JOLIET — A group of Edna Keith fifth-graders met Friday with the principal of a school they will attend next year.
That school – Washington Junior High School and Academy – was a place where they will grow mentally, emotionally and spiritually, said Michael Latting, the school’s principal, who sat across from the students inside the gym.
“You come to me as fifth-graders,” Latting said through a microphone inside the school gym. “You will leave me as gentlemen and young women.”
Edna Keith students and hundreds of others from Woodland, Culbertson and Eisenhower schools – that feed into the junior high school – visited Washington as part of the annual Step Up Day.
Students get an inside look at Washington as part of the event that allows to get to know the faculty, the facility and the students as they learn what will be expected of them.
Washington eighth-graders served as tour guides. They brought groups of students into classrooms, the library, cafeteria, theater and gym.

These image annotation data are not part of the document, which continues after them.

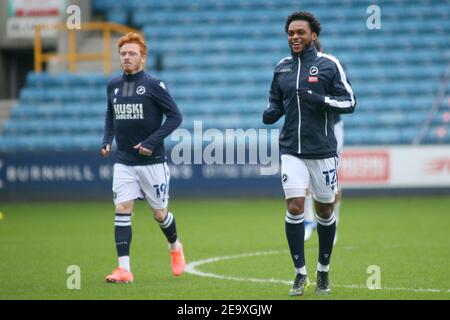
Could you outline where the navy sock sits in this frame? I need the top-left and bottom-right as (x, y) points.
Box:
(317, 214), (336, 266)
(159, 212), (177, 243)
(114, 213), (132, 257)
(285, 212), (305, 269)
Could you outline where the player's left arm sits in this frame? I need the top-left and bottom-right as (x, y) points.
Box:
(325, 59), (356, 113)
(141, 81), (183, 150)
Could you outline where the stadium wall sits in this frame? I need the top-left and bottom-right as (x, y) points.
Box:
(0, 146), (450, 201)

They also showed them how to use lockers and the rules for them.
“You should clean out your locker periodically just to make sure you’re organized,” said one eighth-grade guide who showed a group his locker.

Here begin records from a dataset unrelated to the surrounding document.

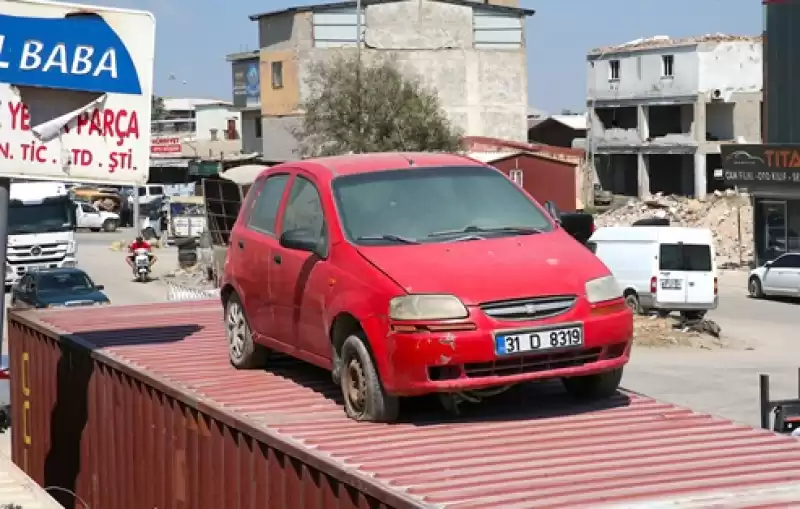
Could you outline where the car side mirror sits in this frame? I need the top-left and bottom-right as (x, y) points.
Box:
(544, 200), (561, 223)
(280, 228), (319, 253)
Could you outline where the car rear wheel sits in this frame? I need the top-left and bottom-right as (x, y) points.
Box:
(562, 368), (622, 401)
(747, 276), (764, 299)
(341, 334), (400, 422)
(225, 294), (269, 369)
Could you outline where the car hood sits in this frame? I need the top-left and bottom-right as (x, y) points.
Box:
(359, 230), (609, 305)
(37, 290), (108, 306)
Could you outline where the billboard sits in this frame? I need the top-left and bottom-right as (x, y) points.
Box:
(0, 0), (155, 184)
(721, 145), (800, 190)
(231, 59), (261, 108)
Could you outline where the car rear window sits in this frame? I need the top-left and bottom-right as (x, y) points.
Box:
(658, 244), (712, 272)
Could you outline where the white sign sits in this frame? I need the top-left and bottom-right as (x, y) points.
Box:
(0, 0), (155, 184)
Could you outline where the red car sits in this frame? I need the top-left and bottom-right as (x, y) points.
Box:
(222, 154), (633, 422)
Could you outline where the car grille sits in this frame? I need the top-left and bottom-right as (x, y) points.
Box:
(480, 295), (578, 320)
(464, 348), (603, 377)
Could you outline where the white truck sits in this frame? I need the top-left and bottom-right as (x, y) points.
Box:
(5, 182), (77, 286)
(75, 203), (119, 232)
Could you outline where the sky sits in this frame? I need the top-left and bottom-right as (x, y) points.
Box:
(87, 0), (762, 113)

Inside teacher Michelle Lingle’s class, the students got tips from Washington students on how to succeed at the school.
Some of them told them about how to use their identification cards, not to procrastinate with homework, to watch their grades if they plan on participating in sports and not to be too worried at school.

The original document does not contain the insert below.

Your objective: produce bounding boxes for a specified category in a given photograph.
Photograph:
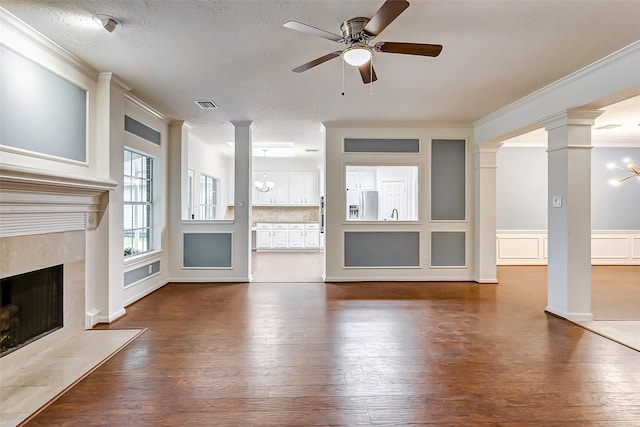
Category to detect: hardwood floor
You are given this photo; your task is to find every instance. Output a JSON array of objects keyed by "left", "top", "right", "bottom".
[{"left": 29, "top": 267, "right": 640, "bottom": 426}]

“We don’t want you to be scared. We you want to do your job,” Lingle said.
In his talk with the students before the tour, Latting said Washington students don’t typically carry bookbags in the hallway for safety reasons but this year he will allow them to use clear plastic bookbags.
“Your safety is my ultimate, No. 1 concern. Nobody is going to bring anything into the building that I don’t know about,” Latting said.
He also told them he will not allow one child to steal education from other children.
He explained that if they disrupt in classrooms or do something inappropriate that will stop a teacher from teaching, they were stealing education from the rest of the students.
It will be up to the students to obey the rules the right way, he said.
“Is this clear with everyone?” he asked.
The students either nodded or said yes.